Thursday, January 12, 2012

Love Unconditional

I found this talk given in 1971 by Marion D. Hanks, that I think, has never been more relevant. (I think if you click the title of this post, it will take you to the full talk.)

I hope that you read it.

I think it was given to the priesthood of the church during general conference, but I could be mistaken. Either way, it's supposed to be about how to help the young generation of the Church. Again, this was given in 1971, which means that the young people then were my parents and aunts and uncles.

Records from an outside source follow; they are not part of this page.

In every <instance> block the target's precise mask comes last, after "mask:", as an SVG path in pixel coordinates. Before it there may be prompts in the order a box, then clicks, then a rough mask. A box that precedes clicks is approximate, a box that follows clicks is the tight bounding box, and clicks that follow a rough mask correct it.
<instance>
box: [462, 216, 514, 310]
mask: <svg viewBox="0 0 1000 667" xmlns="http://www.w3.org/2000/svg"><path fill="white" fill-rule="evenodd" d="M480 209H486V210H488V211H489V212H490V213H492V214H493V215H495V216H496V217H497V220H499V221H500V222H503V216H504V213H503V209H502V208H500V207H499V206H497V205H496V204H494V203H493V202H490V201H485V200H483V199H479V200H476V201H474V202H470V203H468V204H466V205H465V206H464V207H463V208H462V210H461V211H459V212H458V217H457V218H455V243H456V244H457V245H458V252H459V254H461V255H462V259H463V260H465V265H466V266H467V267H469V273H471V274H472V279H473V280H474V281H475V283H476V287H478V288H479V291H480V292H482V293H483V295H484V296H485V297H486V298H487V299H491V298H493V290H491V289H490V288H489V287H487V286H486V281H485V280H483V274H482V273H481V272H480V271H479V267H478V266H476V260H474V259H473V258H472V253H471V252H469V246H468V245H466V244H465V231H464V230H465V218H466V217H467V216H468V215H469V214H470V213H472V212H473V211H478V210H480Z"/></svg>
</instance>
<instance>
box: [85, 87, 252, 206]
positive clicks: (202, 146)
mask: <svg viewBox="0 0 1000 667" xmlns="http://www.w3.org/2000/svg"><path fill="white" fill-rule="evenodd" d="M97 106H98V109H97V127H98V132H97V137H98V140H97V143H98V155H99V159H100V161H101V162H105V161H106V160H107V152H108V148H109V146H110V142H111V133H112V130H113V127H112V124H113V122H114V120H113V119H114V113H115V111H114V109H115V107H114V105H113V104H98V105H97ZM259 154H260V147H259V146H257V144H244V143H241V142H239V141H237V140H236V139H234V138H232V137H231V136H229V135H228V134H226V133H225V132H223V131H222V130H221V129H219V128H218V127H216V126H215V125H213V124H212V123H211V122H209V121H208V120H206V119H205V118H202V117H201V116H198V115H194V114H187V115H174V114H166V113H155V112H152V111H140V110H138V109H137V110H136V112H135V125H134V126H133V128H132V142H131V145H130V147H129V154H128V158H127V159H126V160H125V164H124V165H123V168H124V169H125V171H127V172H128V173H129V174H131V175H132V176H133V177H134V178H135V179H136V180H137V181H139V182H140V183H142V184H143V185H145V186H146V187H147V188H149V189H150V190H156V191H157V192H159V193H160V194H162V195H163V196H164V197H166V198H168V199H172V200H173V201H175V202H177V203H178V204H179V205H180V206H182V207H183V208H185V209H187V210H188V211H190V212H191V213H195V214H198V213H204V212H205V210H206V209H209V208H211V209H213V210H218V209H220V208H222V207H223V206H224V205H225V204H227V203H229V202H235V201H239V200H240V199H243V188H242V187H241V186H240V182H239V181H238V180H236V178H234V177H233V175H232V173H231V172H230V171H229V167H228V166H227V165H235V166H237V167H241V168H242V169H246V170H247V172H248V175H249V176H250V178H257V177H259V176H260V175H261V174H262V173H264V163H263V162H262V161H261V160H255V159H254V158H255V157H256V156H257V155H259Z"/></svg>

I think it is closer to what we all need in this life.
In my hand I hold a letter received two days ago from a faithful, brokenhearted father whose son, about the same age as the others, took his own life, notwithstanding the efforts of loving parents and a fine, wholesome family. I wish there were time to read a description of how hard these marvelous parents have tried. This is a missionary family, a committed family, a stay-together family; yet this boy, convinced of his own worthlessness, that he was a failure and that the mistakes he had made were disqualifying, took his own life. His father sent a copy of the note he left, and asked me to make such use of his letter and this letter as judgment and my feelings suggested.
What can we do? How can we help this great young generation meet the challenges of their time? I am certain that we must thoughtfully examine not only their needs and their problems, and what we have to give them, but how we undertake to give it, and what we appear to them to be as they observe it. I have been rethinking my own experience and will give you just an example or two quickly. May I do it in the spirit of a statement that to me for a long time has been very choice: “Neither laugh nor weep, nor loathe, but understand.”
What are some of their problems? These basic observations have come from experience with youth and from their own lips and lives. I can sum them up in four or five needs.
First, they need faith. They need to believe. They need to know the doctrines, the commandments, the principles of the gospel. They need to grow in understanding and conviction. They need to worship and to pray, but they live in a time when all of this is so seriously questioned, when doubt is encouraged.
Two, they need to be accepted as they are, and to be included. They need a family, the most important social unit in this world; and even if they have a good family, they need the supportive influence outside their home of others, of neighbors, of friends, of bishops, of brothers, of human beings.
Three, they need to be actively involved, to participate, to give service, to give of themselves.
Four, they have to learn somehow that they are more important than their mistakes; that they are worthwhile, valuable, useful; that they are loved unconditionally.
....This life doesn’t give one very many chances to feel exultant and a little successful... We cannot, my dear brethren, condition our love by a beard or beads or habits or strange viewpoints. There have to be standards and they must be enforced, but our love must be unconditional.
I read you just a sentence from the letter left by the boy who ended his own life: “I have no hope, only dreams that have died. I was never able to obtain satisfactory interpersonal relationships. I feared the future and a lot of other things. I felt inferior. I have almost no will to achieve, perseverance, or sense of worth, so goodbye. I should have listened to you but I didn’t. I started using acid last summer. It’s purgatory.” What a tragic story!
We need to understand their needs. They need to learn the gospel. They need to be accepted, to be involved, to be loved; and they need, my brethren—my fifth and final point—the example of good men, good parents, good people, who really care.